ZUN is a genius, as a man who have a family, lots of life experience and alcohol, ZUN's work drips with messages and his life views, and as a result tend to run deeper than most manga and anime, one chapter of Forbidden Scrollery is worth a deep analysis about both the lore and messages, and is more fulfilling than 10 or more chapters of any other manga.
Story - 8
Suzunaan's story revolves around the book store called Suzunaan ran by the family of Motoori Kosuzu, and ties into the ongoing world of Touhou lore. Featuring stories ranging from the dangerous youkai
books kept within Suzunaan to ongoing incidents such as the aftermath of Legacy of Lunatic Kingdom. From the way the story is told, it should be categorized as a Slice of Life, but Suzunaan accomplished what all of those sad excuses of a story could not do, it is immersive.

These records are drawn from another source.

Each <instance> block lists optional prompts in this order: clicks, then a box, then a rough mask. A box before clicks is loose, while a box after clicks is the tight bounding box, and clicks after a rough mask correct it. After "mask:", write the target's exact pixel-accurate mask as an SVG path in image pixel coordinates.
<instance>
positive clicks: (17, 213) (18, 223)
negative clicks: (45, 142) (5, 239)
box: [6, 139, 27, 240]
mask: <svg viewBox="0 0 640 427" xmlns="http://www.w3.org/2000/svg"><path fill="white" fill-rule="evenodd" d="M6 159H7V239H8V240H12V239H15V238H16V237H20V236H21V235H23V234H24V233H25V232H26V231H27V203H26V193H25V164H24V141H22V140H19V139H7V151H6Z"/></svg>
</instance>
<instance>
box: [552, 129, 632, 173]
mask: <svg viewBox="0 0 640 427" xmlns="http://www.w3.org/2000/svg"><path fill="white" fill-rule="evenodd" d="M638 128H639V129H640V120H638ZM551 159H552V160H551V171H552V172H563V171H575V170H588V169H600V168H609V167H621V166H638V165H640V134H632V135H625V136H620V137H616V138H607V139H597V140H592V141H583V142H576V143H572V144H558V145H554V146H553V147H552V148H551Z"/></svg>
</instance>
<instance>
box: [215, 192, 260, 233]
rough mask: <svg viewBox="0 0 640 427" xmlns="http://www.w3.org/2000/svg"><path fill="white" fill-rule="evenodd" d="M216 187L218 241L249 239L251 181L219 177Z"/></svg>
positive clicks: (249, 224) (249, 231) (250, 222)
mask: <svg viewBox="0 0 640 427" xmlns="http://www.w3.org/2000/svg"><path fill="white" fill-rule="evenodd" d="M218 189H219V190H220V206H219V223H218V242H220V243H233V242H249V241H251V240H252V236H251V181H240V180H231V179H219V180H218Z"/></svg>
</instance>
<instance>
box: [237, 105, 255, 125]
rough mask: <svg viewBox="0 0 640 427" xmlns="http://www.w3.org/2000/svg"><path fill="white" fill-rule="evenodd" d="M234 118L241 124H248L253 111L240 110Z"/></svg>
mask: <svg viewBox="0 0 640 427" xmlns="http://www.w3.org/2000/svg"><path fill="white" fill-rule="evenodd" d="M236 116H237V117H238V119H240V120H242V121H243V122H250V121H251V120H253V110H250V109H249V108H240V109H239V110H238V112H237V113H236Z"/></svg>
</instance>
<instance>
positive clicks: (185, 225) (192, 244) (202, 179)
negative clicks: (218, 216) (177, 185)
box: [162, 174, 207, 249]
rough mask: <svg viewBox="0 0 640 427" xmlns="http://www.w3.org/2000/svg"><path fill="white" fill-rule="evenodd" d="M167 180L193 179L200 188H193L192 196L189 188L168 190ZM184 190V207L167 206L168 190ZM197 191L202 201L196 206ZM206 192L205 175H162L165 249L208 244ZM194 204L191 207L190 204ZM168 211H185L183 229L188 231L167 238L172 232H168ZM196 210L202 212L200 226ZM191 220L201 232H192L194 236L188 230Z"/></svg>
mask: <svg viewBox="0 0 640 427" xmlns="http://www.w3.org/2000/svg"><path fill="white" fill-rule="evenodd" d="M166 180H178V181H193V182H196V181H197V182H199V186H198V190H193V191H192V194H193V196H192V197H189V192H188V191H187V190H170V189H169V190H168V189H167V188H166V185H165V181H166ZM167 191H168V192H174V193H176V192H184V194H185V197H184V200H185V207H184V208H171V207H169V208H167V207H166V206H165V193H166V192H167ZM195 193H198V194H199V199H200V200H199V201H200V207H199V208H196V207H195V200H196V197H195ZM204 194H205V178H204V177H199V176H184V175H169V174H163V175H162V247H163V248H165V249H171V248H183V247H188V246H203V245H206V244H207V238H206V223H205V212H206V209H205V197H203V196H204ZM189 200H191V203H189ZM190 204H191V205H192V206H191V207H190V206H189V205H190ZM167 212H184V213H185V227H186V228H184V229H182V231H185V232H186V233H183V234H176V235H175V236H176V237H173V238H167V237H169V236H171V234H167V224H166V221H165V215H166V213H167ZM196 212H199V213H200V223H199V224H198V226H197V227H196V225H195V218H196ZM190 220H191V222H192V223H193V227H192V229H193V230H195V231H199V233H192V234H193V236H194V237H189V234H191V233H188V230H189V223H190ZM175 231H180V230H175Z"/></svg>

Well...technically that is the common appeal of the entire Touhou franchise, but in terms of manga, Suzunaan manages to convey the culture and world in it as a very believable world, even while it is very alien.
Character - 9
It is said that it is what the author don't say that shows the skill of an author best, and ZUN certainly taken that to heart. For example, without showing Yukari at all, ZUN was still able to paint her as a master schemer, like in the year-end Doomsday urban legend event, after LoLK, we know that Yukari took the lunar power stone, yet we don't know why, and after reading chapter 35, it all comes into place like a jigsaw puzzle, and makes you go "Oh, so that's why she did that", and taking in the events of the doomsday rumour, you realize that everyone was just dancing on her palm, and this was done with NO exposition or SHOWING Yukari at all. Masterful, I actually had to use my brain for once and actually piece together the story from the clues scattered all around.
Overall - 8
It is like a multi-layered sweets, the first layer is really easy to dig into, but once you dig harder and connect it to other lores you realize there is another layer underneath it all, and when you dig even deeper you find even more layers, and in your excitement to keep digging deeper into the lore, you became a Touhou fanboy, Congrats.
Forbidden Scrollery is a lot more different than your typical Touhou manga. Unlike the more whimsical Wild and Horned Hermit, or the lighthearted Three Fairies manga, Forbidden Scrollery tells a more serious, perhaps harrowing tale of life in Gensoukyou, seen through an ordinary human inhabitant rather than a person with considerable power.
This, I feel, is one of the strengths of the manga, and what makes it stand out from the rest of the Touhou manga. World-Building is top-notch as per ZUN's previous works, but the story, now delivered in 2-parters, are excellently told and often contain twists and turns, some unexpected, that make for
an enjoyable read.
Characters are also very well written here. Main protagonist Kosuzu in particular, may seem like an innocent character who's a bit naive, has depth in her characterization in which she actually comes across as much more manipulative as she may initially seem. Other supporting characters are given as well, series protagonist Reimu, for instance, is given a much more serious portrayal, who very willingly will go through whatever it takes to upheld the law and decency in Gensoukyou, a far cry from her lazy attitude in Wild and Horned Hermit, but still doesn't feel out of character with her attitude across the franchise.
Overall I recommend Forbidden Scrollery to all fans of good material.